Whether you are physically moving data, packaging integrations as web services, or generating virtual data models for MDM or for querying, there are some critical key elements that are necessary to have at the core of the integration platform.
Let’s go back to the idea of hyper-converged integration platform. It is only possible if the overall design takes into account the essence of shared functionality across the characteristics that will, or may, be needed in every pattern. Even if you don’t know what the patterns will be, you do know that the platform should always be able to, for example,

  • Access data and write data to any kind of endpoint - live
  • Federate and align that data across multiple sources, whether they are the same or totally different
  • Align and  transform to also ensure the data makes sense to the receiving endpoint, whether physical or virtual
  • Apply business logic
  • Validate and filter data
  • Manage various modes of security
  • Apply workflow, error handling, and notification
  • Package the integration in many different ways
  • Scale up and out
  • Reuse as much configuration as possible

A hyper-converged integration platform has all of these capabilities, and as a single platform, all of the objects configured are reusable and available for more universal value. For example, an ETL that brings five data sources together and posts to a destination (no staging), can also be reused as a Data Virtualization model for live querying on demand.
Whatever mental picture you have of integration toolsets,  try thinking instead about an Enterprise Nervous System, with data flowing freely throughout the company exactly how and when it is needed.

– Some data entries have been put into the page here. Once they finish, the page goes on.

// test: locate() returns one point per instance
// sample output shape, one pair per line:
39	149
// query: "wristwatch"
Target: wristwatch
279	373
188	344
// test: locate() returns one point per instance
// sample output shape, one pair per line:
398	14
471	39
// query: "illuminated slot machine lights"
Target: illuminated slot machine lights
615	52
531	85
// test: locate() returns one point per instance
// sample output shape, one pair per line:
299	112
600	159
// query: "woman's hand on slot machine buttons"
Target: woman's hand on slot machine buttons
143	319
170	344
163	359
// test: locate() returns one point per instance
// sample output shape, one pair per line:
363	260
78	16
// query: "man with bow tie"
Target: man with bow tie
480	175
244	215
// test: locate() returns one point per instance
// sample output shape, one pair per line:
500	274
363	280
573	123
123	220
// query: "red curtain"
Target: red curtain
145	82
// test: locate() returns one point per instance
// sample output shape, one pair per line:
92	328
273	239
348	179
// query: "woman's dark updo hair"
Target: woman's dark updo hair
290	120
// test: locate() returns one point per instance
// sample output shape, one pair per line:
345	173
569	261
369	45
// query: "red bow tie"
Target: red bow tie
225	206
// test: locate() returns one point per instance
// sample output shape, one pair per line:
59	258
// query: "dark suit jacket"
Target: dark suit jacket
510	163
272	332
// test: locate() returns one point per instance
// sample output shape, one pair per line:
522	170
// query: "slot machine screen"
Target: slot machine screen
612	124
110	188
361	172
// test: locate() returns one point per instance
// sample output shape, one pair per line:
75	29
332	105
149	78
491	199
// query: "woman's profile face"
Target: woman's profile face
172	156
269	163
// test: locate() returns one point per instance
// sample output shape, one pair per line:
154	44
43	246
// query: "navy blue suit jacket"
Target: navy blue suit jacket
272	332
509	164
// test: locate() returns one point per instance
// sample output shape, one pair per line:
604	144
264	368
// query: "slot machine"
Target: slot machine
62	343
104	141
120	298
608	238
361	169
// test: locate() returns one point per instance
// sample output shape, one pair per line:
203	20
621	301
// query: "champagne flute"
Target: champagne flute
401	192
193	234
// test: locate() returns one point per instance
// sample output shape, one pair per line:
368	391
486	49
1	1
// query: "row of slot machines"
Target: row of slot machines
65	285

Enterprise Enabler is a hyper-converged Integration platform, perhaps because the overall design came about from years of contemplating the essentials of integration as a whole. It’s easier to start out with a universal consolidated solution than to back into it from ten different, fully developed tools.
An integrated set of tools is highly unlikely to become a Converged Integration Platform, and will forego the powerful agility and elimination of tech debt that Enterprise Enabler can bring.